War, ANZACs, and the Power of Memory: From Rosemary to The Fifth Element
- Lizz Hills
- Apr 14
- 3 min read
Each year on ANZAC Day, Australians and New Zealanders pin sprigs of rosemary to their lapels. More than a simple herb, rosemary has become a symbol of remembrance. Its strong, lingering scent evokes memory — not only personal, but collective. It grows wild on the Gallipoli peninsula, where so many ANZAC soldiers fought and died in 1915. The aroma for many stirs reflections of bravery and sacrifice, but also of the deep wounds left by war on people, on land, and on the soul.
ANZAC Day is not a celebration of war — it is an act of bearing witness. It asks us to pause and reflect on the cost of conflict, to honour the human spirit, and to carry forward the stories of those who came before. In remembering the ANZACs, we honour not only courage, but the burden carried — a weight passed down through families, communities, national ceremonies, and artistic expression.

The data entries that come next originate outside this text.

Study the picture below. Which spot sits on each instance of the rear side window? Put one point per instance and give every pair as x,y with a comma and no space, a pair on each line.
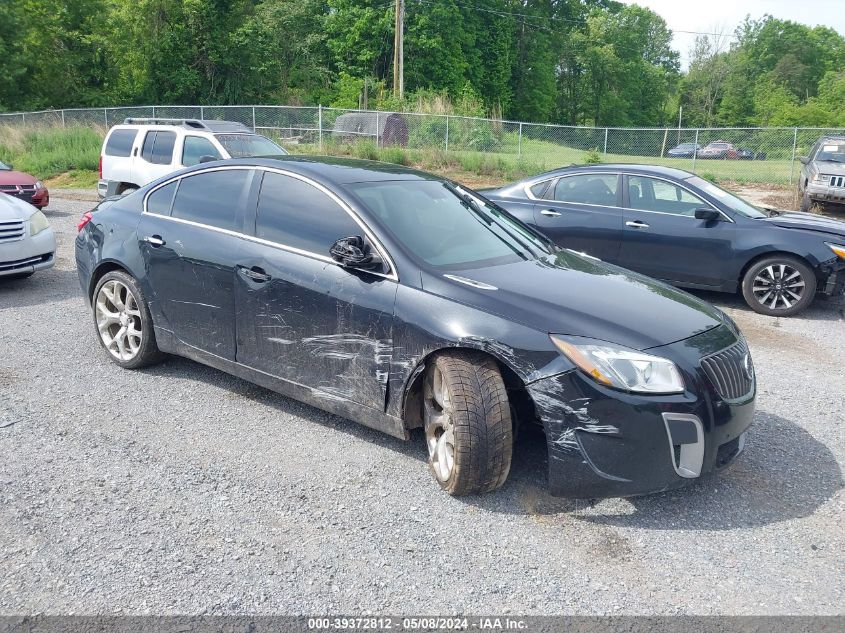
212,198
158,147
651,194
293,213
195,148
161,199
598,189
120,142
538,189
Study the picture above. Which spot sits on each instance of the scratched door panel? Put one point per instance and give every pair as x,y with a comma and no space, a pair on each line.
192,277
316,324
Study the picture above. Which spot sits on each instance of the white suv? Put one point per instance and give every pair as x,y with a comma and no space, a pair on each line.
142,150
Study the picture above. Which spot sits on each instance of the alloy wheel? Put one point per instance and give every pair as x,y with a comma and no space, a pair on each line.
119,320
779,286
439,426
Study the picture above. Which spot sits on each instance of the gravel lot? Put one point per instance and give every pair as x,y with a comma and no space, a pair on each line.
180,489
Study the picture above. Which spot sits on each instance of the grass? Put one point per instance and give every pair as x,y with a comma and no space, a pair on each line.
46,152
74,179
73,152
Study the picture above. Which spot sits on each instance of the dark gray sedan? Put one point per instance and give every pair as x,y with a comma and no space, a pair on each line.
674,226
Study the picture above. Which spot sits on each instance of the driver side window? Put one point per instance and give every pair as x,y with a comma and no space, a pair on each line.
297,214
595,189
651,194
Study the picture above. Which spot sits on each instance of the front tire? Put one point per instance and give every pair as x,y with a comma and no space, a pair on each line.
123,322
468,427
779,285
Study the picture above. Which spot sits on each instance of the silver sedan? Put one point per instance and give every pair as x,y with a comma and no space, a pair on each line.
27,242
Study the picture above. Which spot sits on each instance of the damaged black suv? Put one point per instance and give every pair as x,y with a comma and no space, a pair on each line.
402,301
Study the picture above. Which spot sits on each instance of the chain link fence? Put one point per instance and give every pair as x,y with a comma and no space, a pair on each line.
742,155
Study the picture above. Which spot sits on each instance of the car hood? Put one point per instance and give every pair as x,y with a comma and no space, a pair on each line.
14,209
807,221
15,178
829,167
571,294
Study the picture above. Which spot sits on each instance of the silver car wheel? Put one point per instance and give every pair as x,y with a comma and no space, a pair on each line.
439,427
119,320
778,286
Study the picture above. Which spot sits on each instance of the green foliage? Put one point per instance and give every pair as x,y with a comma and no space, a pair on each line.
563,61
592,157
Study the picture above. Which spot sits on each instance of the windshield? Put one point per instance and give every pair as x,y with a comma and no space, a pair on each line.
246,145
831,151
727,198
449,227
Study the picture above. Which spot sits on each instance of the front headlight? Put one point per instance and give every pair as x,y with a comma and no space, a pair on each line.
837,248
620,367
37,223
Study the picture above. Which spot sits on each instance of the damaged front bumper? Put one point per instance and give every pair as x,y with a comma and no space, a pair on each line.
607,443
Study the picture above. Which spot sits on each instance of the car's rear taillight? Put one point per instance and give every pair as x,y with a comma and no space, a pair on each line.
84,220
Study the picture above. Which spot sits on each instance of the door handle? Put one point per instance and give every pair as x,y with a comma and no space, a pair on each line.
255,273
154,240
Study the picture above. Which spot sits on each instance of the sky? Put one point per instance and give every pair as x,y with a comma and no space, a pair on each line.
725,15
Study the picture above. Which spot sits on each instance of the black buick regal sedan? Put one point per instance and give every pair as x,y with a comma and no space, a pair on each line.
672,225
402,301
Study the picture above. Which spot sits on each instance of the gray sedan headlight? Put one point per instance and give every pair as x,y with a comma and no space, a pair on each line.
37,223
620,367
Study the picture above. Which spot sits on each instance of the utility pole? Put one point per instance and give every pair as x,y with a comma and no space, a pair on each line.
680,115
398,51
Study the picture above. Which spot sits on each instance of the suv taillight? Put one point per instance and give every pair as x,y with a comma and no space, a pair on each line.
83,221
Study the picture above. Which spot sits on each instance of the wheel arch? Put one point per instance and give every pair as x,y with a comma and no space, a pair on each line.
520,399
100,271
802,258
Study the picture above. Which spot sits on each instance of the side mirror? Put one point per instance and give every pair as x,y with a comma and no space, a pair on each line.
707,214
354,252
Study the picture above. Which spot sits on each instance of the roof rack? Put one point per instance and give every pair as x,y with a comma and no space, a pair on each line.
196,124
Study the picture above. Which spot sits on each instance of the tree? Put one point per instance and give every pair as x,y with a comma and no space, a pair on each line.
702,87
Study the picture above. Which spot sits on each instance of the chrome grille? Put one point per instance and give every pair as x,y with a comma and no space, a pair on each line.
731,371
11,230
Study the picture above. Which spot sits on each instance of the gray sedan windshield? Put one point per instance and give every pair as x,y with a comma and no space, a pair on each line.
446,226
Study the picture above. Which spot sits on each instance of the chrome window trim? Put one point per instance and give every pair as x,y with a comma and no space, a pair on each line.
527,190
392,274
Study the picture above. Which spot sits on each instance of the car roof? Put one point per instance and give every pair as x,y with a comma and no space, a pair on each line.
196,125
656,170
334,170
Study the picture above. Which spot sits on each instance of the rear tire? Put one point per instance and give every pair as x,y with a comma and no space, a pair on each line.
779,285
123,323
468,427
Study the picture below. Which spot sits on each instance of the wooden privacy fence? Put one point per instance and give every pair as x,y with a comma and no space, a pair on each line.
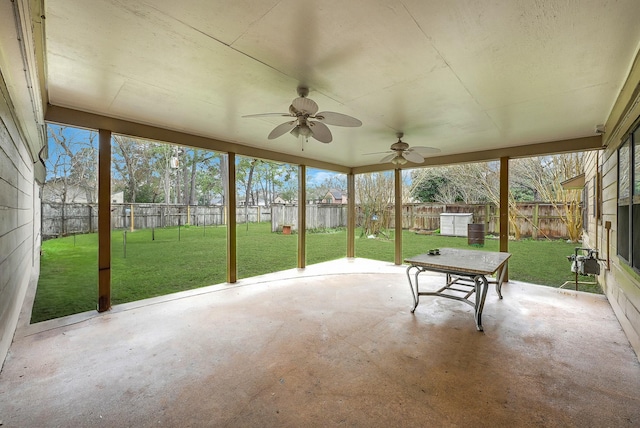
60,219
535,219
319,216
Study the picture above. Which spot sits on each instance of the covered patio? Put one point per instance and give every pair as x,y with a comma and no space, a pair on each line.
334,343
307,348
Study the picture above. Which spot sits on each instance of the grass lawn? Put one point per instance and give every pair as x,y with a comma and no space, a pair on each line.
191,257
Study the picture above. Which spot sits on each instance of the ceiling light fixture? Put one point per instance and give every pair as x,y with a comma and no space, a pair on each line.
399,160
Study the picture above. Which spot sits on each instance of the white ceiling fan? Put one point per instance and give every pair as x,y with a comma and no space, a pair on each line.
401,153
308,122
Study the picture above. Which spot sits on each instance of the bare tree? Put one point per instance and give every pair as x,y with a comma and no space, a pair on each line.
375,195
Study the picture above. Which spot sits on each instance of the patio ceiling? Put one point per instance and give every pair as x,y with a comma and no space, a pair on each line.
462,77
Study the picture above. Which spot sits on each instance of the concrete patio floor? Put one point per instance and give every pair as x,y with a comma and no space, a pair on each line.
332,345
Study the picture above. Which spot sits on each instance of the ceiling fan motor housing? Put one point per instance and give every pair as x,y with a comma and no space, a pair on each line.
399,146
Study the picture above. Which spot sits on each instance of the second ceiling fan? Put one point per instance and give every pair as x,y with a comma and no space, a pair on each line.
308,122
400,152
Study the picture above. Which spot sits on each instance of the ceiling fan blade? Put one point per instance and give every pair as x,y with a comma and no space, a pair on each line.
387,158
282,129
305,105
320,132
413,156
337,119
267,115
377,153
424,150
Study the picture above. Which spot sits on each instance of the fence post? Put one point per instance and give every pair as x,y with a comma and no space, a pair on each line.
534,231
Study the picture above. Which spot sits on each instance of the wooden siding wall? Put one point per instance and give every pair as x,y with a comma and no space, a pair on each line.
19,222
620,283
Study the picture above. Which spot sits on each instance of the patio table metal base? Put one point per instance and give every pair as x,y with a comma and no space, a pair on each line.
466,273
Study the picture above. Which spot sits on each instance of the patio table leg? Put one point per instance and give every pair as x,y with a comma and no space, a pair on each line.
481,286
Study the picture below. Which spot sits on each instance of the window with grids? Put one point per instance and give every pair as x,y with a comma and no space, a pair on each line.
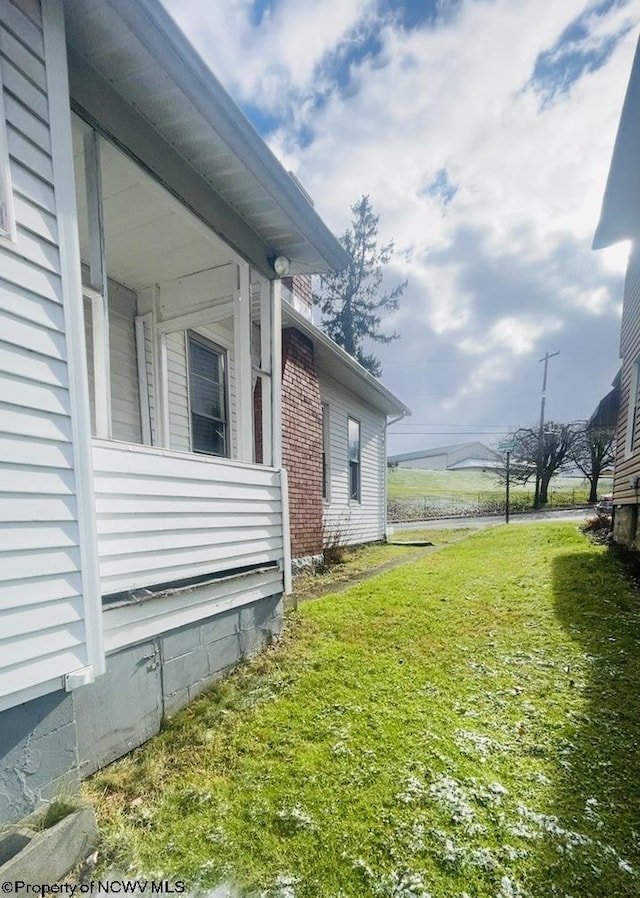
354,459
208,396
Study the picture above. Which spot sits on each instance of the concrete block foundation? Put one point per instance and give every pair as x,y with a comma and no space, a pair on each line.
50,743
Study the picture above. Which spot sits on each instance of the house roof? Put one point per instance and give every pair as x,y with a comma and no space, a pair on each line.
343,368
442,450
620,215
129,64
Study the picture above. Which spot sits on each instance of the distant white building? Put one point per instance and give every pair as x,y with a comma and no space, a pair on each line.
473,456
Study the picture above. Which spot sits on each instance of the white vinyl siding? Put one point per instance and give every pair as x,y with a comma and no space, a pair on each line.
42,606
354,521
165,516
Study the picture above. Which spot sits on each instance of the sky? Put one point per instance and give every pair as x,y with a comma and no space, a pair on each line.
482,131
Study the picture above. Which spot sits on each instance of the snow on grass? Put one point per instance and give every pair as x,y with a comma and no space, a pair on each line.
465,727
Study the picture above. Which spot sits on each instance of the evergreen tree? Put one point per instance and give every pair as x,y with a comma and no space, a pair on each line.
351,300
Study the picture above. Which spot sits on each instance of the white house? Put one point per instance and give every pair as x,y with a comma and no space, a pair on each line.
145,540
335,416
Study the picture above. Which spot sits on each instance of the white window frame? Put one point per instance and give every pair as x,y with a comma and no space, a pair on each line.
632,409
222,352
357,498
7,212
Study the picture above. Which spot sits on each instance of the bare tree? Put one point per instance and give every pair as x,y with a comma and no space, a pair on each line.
592,451
557,443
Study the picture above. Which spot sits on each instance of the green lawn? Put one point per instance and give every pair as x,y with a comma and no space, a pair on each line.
461,727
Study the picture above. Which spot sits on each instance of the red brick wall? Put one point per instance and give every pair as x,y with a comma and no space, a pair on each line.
301,287
302,442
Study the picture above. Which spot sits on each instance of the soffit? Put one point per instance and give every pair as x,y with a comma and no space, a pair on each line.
137,50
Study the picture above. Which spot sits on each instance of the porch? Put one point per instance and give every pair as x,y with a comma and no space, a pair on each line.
182,338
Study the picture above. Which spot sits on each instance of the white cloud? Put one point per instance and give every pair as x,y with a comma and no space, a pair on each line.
505,266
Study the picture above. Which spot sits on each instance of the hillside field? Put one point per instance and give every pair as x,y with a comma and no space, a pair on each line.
415,493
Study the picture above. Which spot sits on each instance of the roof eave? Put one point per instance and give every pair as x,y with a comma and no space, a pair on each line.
157,31
381,397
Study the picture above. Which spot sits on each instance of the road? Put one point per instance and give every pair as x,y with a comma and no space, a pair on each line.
572,514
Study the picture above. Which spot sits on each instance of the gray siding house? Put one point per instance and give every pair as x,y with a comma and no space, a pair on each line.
145,546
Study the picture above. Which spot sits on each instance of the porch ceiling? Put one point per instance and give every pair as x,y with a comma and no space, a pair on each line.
150,237
137,52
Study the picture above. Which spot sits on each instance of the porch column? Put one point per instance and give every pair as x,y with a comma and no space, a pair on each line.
97,292
242,351
276,378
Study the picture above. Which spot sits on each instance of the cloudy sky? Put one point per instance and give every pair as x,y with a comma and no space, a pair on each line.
482,131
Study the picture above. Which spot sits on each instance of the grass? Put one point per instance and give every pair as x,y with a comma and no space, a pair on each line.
359,560
414,493
463,726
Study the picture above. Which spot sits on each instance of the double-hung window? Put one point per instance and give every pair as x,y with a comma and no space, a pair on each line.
208,396
354,459
631,435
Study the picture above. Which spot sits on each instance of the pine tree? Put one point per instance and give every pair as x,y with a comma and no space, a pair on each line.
351,300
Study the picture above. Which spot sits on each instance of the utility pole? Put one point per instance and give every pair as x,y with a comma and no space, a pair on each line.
547,356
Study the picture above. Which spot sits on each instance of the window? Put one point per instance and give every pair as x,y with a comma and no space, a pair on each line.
354,459
207,396
7,223
325,452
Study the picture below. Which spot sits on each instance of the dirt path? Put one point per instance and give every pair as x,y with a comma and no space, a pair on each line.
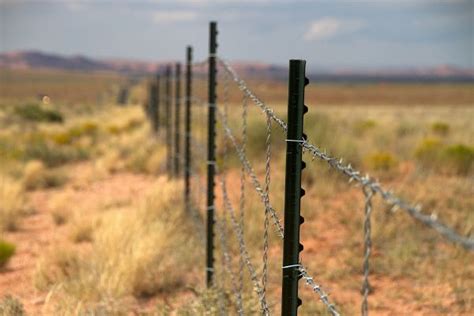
38,231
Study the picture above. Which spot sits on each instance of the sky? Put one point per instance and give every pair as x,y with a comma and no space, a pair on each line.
333,34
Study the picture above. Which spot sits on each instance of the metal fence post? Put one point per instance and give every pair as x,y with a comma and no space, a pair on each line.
152,106
187,147
177,118
293,190
211,153
167,118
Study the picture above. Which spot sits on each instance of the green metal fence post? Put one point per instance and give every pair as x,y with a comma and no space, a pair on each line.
293,190
152,108
187,147
158,103
211,154
177,118
168,119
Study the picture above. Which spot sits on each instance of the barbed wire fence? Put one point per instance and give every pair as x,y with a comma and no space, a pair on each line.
230,224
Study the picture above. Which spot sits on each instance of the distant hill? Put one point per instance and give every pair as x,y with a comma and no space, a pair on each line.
36,59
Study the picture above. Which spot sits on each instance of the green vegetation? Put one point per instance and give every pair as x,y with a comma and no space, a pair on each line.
10,306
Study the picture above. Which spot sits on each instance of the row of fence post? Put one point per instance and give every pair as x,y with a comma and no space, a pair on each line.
294,163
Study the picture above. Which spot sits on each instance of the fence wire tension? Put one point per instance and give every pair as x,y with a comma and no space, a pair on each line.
297,143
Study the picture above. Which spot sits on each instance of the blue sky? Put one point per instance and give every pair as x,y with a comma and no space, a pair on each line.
327,33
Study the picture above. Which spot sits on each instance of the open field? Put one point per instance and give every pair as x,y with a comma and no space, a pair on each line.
98,227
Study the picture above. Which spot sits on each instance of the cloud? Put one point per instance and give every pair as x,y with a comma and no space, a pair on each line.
329,27
167,17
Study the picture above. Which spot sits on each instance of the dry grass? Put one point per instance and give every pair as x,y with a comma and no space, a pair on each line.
133,256
13,203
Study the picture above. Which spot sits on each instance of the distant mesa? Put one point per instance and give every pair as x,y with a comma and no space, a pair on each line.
41,60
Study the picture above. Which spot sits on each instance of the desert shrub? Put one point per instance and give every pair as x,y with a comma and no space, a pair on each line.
7,250
36,176
383,161
10,306
12,203
440,128
459,158
69,136
34,112
361,127
428,152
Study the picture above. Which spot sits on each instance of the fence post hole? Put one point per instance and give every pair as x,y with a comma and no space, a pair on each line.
177,118
187,147
167,118
157,100
211,153
293,190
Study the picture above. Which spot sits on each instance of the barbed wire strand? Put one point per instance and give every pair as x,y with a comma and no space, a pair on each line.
279,230
267,194
242,188
355,175
236,288
242,246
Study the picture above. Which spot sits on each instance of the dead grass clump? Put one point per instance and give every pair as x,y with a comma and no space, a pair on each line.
361,127
82,230
134,253
11,306
383,161
459,158
60,209
59,264
12,205
37,176
7,250
34,112
440,128
449,159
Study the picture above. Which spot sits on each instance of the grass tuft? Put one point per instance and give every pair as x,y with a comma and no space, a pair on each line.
11,306
7,250
13,204
34,112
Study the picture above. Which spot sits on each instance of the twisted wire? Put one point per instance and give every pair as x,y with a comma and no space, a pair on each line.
267,192
279,230
244,253
242,187
249,169
318,290
367,249
227,261
355,175
221,230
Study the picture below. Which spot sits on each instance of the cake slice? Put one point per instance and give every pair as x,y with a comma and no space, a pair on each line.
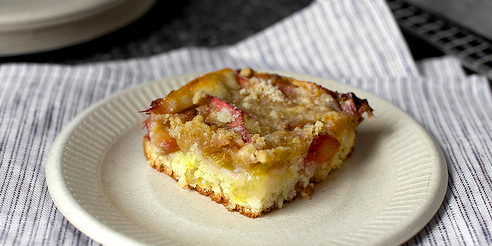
251,140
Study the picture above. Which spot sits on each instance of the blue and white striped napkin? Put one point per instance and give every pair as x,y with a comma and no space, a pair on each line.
354,42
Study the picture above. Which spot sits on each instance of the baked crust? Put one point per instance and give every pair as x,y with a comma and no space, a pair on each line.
237,136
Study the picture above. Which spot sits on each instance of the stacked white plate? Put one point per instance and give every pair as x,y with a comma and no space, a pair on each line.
31,26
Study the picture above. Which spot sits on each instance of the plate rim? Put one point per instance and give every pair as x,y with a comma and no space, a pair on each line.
74,212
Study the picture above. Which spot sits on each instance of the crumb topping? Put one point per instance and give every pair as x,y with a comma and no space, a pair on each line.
260,121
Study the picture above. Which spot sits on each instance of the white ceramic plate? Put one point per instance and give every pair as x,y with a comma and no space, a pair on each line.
31,26
384,194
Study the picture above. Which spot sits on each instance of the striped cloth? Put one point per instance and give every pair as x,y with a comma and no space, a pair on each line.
355,42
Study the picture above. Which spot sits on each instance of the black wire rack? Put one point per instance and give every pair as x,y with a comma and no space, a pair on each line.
474,51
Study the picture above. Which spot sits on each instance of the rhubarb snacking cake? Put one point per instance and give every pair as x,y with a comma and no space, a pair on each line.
251,140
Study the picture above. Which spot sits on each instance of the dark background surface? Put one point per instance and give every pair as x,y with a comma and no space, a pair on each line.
205,23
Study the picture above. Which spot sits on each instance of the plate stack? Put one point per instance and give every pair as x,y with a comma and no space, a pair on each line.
31,26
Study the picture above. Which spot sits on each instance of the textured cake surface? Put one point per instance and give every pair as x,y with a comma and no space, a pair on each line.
251,140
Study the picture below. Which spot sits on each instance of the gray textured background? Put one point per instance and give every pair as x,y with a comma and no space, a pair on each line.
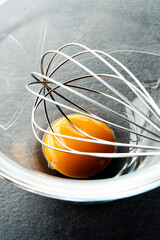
129,24
27,216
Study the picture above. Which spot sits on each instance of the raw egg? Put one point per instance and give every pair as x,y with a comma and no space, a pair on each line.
74,165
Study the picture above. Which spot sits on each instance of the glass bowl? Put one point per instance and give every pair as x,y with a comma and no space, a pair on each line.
29,29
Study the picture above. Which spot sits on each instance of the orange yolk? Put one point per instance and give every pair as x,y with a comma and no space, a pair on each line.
74,165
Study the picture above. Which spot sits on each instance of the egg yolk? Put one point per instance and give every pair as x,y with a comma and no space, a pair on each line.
74,165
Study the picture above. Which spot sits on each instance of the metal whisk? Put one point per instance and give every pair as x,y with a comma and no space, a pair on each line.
142,136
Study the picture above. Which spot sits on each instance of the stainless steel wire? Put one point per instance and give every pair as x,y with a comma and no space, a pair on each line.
149,131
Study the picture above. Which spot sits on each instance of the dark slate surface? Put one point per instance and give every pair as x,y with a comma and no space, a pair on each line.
24,215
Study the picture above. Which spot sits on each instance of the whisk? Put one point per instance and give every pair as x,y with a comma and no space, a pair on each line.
143,134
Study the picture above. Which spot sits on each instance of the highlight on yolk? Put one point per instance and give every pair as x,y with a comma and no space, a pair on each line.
74,165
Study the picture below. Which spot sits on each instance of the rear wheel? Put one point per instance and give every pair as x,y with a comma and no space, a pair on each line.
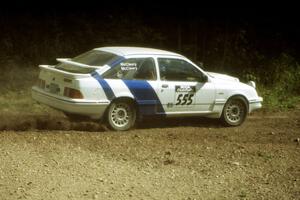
235,111
121,115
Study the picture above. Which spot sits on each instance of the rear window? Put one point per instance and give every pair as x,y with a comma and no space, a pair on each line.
93,58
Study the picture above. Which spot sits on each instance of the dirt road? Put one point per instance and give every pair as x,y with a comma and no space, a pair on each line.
161,159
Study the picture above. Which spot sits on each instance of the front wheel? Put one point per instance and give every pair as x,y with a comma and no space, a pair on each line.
234,112
121,115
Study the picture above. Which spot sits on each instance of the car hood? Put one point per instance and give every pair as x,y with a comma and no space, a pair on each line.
223,77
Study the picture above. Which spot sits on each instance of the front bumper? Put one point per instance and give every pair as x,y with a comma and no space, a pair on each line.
92,109
255,104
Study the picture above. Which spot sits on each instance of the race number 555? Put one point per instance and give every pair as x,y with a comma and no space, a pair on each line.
185,99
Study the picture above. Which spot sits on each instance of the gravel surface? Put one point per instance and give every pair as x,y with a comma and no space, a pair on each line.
52,158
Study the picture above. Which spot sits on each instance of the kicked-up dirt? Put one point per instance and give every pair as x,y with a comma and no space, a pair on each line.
191,158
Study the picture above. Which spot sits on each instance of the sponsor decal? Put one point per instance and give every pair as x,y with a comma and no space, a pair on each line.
128,66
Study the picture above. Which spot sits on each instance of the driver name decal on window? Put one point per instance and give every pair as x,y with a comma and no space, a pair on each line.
128,66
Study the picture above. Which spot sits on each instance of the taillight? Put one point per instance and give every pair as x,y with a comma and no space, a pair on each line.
41,83
72,93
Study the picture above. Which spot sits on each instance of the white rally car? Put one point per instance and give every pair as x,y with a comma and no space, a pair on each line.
119,84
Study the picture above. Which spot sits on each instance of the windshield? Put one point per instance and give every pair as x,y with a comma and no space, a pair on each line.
92,58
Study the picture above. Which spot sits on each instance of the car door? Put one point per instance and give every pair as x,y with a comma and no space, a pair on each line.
183,87
137,76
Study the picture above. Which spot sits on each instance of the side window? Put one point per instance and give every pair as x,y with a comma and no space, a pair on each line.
178,70
133,69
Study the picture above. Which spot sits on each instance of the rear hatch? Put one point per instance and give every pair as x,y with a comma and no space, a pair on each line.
55,81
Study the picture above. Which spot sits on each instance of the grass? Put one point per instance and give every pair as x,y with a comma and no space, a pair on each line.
15,91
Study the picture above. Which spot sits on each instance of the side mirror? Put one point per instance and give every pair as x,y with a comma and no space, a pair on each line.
203,79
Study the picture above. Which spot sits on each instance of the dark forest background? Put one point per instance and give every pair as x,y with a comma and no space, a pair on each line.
253,44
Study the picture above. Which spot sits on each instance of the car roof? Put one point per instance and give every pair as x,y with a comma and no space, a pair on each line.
125,51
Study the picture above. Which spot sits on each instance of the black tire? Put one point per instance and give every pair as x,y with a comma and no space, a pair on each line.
235,111
121,115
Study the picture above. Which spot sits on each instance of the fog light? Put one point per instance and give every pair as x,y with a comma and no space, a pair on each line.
72,93
252,84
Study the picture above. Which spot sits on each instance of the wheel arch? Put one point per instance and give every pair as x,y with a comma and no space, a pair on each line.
123,98
241,96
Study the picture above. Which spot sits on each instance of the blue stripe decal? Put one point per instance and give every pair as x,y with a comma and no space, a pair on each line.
146,97
105,86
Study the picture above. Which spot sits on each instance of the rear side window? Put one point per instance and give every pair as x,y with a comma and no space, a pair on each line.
133,69
177,70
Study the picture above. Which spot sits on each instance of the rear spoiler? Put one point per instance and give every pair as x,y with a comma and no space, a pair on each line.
69,61
66,74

Yet one cost of war often remains unspoken: its toll on the Earth itself.
As Jurgen Brauer outlines in War and Nature: The Environmental Consequences of War in a Globalized World, war is not only a human tragedy — it is also an ecological catastrophe. Military actions destroy forests, poison waterways, collapse ecosystems, and leave behind toxic legacies that last for generations. From scorched earth policies and chemical defoliants to bombed-out landscapes and radioactive residues, the environmental footprint of war is staggering. The military-industrial complex ranks among the world’s most destructive polluters. Forests are flattened, soil is sterilised, rivers run black, and wildlife vanishes — casualties rarely counted in war memorials.
This deeper truth adds complexity to remembrance. War is not confined to the battlefield; it scars everything it touches — including the biosphere we all depend on.
This layered grief is captured powerfully in the 1997 sci-fi film The Fifth Element. As Leeloo — a being of divine purity and immense intelligence — rapidly learns about human history, she encounters war. Not as a sequence of images, but as an overwhelming flood of knowing. Her reaction is not one of shock alone, but of spiritual collapse. She weeps, not because she is weak, but because she understands. And what she understands is unbearable.
It’s a cinematic echo of the emotional terrain that many veterans and civilians must navigate after war: the comprehension of suffering on a scale too vast for language. Leeloo’s paradox — pure and competent, innocent yet deeply aware — becomes a mirror for our own suppressed grief.
The destruction of war is not abstract. It is personal. Emotional. Ecological.
In this way, rosemary and Leeloo carry similar weight. Each, in their own context, symbolises the quiet power of memory — and the pain of knowing. From ancient herbs to modern films, the language of remembrance surrounds us. War is not only fought with weapons. It is felt in hearts, in the silence after a scream, in the shattered soil beneath our feet.
As we mark ANZAC Day, let us remember not only the fallen soldiers, but also the fallen forests. War leaves its imprint not just in history books, but in the air we breathe and the land we walk on.
Rosemary, in this light, is more than a token. It is a reminder — of sacrifice, yes, but also of the urgent need to protect what remains. Remembrance is not just about looking back. It is a call to care — for one another, and for the only planet we share.